AUDIE CORNISH, HOST:
Many Muslims around the country are celebrating Eid al-Fitr today, marking the end of Ramadan. The day started with prayers, then lots of eating and socializing after a month of fasting.
UNIDENTIFIED PERSON: Everybody who got more coffee? Happy Eid. Eid Mubarak.
CORNISH: This year, for the first time a major retailer is helping in the festivities. Party City, the source of many Halloween costumes, pinatas and party favors, has offered an array of items made just for Eid.
MARY LOUISE KELLY, HOST:
And that is where Rabiya Khan (ph) of York, Pa., bought her decorations.
RABIYA KHAN: And I loved them. The plates were really nice colors. They had a really pretty design of a mosque, came with matching napkins, a tablecloth. And it turned out great.
CORNISH: Another person who went shopping at Party City is Zainab Chaudry. She works at the Council on American Islamic Relations in Maryland. She says, in years past, she resorted to repurposing other holiday decorations to make them fit the occasion.
ZAINAB CHAUDRY: For the longest time we have used Christmas decorations. We usually string up lights and lanterns and, you know, different kinds of decor around our house.
KELLY: The Houston Chronicle asked Party City's president of retail about the new Eid line. He told them the company was simply listening to its customers.
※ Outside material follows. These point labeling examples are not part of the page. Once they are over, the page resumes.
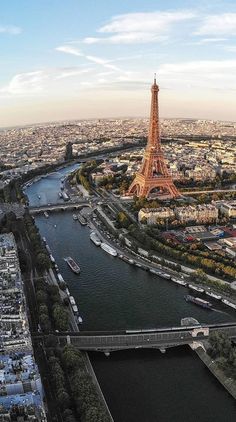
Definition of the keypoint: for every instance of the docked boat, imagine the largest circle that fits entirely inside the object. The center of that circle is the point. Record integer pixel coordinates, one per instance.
(227, 302)
(72, 264)
(65, 196)
(75, 309)
(165, 275)
(214, 295)
(108, 249)
(178, 281)
(95, 239)
(82, 220)
(198, 301)
(52, 259)
(197, 289)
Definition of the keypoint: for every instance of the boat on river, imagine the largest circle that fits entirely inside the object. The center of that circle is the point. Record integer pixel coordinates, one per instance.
(95, 239)
(107, 248)
(82, 219)
(227, 302)
(178, 281)
(198, 301)
(196, 288)
(214, 295)
(72, 264)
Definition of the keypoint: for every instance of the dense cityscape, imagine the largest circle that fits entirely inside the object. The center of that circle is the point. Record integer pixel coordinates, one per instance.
(118, 235)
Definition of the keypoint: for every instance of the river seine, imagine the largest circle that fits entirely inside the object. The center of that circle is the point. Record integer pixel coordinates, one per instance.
(139, 385)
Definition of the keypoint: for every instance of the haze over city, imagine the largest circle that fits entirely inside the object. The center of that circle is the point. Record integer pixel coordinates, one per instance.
(76, 59)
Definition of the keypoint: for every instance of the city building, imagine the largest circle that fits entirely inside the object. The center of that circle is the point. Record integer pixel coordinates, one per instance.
(152, 215)
(228, 208)
(21, 393)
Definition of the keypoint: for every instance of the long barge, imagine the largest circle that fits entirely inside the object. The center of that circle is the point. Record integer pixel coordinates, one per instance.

It saw an opportunity to fill an underserved category of party-good items.
HAROON LATIF: Muslim consumers are quite a large group. There's close to 5 million Muslims in the U.S.
KELLY: That's Haroon Latif of the advisory firm Dinar Standard. He says, until recently, many retailers have not focused on the Muslim American market for two reasons. One, he says they simply might not have known about the potential. And two...
LATIF: There might be fears of a backlash from non-Muslim consumers that may be keeping some of the brands, retailers and such away from publicizing the opportunity.
CORNISH: Party City's plates and banners are part of a larger trend. Hallmark makes Ramadan cards. Macy's carries an Islamic fashion line. Zainab Chaudry says she's sure this was a sound business decision for Party City, but it's also much appreciated.
CHAUDRY: It's great to have more access to decorations and to see, like, the mainstreaming of the faith of millions of Americans who practiced this month, who observed the holy month of Ramadan. It sends a strong message that retailers are paying attention.
CORNISH: That's why, she says, the photos she took of her Party City Eid banners went viral when she posted them to social media.